In 2010 she became managing director at Actor’s Express, then came back to Dad’s Garage to become managing director in 2012.
Her tenure has seen the theater group through at least two crises.
The first was in 2014 when Dad’s lost its home in rental space in Inman Park, a transition that resulted in the group buying a former church in the Old Fourth Ward, and expanding its footprint, programming and customer base.
The second took place last year, when the coronavirus shut down theaters all over the world, and Dad’s made a decisive leap to online audiences, creating a channel on the Twitch network.
Over this period Smith has almost doubled the company’s budget, from $1 million to nearly $2 million.
Smith’s announcement comes at a difficult time for the theater. The artistic director Jon Carr announced he was leaving his post last November to become executive director at Second City. Carr had been leading Dad’s Garage for only a year.
Currently the group is headed by interim artistic director Tim Stoltenberg. “The board is confident in the decision to keep Tim in his role for the foreseeable future while prioritizing the search for a new managing director,” said board chair Derin Dickerson, in a statement.

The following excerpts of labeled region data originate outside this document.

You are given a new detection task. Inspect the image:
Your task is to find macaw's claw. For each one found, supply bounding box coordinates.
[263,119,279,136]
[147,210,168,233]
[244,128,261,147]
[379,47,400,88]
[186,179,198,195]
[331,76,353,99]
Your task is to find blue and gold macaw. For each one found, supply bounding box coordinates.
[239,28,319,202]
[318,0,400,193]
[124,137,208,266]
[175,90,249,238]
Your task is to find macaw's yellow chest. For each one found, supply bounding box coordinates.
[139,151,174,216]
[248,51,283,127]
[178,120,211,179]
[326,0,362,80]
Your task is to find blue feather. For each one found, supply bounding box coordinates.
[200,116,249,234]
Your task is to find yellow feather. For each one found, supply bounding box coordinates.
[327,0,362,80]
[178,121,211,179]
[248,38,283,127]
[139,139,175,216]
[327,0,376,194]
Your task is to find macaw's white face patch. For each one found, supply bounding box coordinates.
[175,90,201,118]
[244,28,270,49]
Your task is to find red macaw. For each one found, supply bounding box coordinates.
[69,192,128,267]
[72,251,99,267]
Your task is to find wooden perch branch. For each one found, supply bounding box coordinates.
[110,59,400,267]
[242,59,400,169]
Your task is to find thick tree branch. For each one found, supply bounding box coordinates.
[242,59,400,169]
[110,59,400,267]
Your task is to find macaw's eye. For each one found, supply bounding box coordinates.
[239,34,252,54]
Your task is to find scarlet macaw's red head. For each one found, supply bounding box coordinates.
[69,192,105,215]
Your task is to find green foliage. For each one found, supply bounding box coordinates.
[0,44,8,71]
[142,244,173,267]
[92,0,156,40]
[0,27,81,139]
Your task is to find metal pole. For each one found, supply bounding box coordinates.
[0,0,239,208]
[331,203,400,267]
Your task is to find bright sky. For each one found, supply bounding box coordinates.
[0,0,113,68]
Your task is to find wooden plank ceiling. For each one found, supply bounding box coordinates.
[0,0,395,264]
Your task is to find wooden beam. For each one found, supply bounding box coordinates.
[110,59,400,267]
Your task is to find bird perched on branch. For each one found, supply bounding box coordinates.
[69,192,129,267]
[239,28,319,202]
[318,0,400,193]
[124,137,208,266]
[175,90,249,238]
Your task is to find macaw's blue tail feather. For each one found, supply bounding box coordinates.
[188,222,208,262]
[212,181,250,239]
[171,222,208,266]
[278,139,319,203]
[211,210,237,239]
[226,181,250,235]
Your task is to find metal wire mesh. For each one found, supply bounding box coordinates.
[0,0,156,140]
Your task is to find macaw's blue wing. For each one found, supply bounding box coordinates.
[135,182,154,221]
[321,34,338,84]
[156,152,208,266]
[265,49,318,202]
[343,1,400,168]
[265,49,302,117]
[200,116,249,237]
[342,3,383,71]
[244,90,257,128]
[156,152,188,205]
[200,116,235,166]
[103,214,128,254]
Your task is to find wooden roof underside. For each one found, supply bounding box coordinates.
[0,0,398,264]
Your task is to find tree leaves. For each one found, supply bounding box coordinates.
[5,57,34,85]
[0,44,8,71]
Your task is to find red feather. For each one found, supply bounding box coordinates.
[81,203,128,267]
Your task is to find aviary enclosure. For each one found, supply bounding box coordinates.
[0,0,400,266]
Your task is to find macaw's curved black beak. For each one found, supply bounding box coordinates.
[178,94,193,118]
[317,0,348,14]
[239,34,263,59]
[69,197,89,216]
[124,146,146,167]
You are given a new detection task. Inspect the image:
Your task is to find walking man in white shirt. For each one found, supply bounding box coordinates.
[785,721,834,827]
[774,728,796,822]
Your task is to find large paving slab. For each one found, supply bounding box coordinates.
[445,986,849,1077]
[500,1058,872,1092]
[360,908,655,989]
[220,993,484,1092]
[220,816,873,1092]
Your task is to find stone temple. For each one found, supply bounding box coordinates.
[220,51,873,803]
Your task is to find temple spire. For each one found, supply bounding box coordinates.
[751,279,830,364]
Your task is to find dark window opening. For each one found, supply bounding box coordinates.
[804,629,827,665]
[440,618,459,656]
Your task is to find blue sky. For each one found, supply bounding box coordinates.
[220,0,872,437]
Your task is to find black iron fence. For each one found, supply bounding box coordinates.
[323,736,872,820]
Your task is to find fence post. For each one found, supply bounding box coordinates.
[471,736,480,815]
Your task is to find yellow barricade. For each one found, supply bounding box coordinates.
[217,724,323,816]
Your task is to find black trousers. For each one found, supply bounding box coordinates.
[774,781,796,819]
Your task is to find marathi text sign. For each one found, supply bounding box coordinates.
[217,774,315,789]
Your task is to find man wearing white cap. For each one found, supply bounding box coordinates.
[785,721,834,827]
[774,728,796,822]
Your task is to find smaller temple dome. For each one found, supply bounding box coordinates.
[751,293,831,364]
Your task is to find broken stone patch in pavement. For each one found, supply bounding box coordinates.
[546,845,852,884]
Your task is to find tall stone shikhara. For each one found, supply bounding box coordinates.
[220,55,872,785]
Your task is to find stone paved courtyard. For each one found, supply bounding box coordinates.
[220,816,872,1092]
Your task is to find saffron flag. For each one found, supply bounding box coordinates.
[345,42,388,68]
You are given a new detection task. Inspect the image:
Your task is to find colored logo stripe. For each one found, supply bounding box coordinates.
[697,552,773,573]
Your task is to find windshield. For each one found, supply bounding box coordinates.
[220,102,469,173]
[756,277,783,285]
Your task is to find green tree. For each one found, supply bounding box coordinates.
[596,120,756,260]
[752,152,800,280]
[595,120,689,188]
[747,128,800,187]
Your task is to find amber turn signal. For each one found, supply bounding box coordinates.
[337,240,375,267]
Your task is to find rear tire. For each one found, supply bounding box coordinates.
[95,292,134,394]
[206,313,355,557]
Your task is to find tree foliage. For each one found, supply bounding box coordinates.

Smith took an active role dealing with the impact of the pandemic on Atlanta theater, helping coordinate a group of arts leaders who met regularly to discuss ways to cope. She also became part of the mayor’s council appointed to help plan for reopening the city.
Atlanta still lacks arts leadership she said, and needs a cohesive voice for the sector. That might be a role she’s interested in, but Smith said she also is fascinated by prison and police reform.
After helping Dad’s Garage find a new leader, she said she’s not sure where she will end up.
“The thing that inspires me about the arts is the transformative impact it has on people,” she said.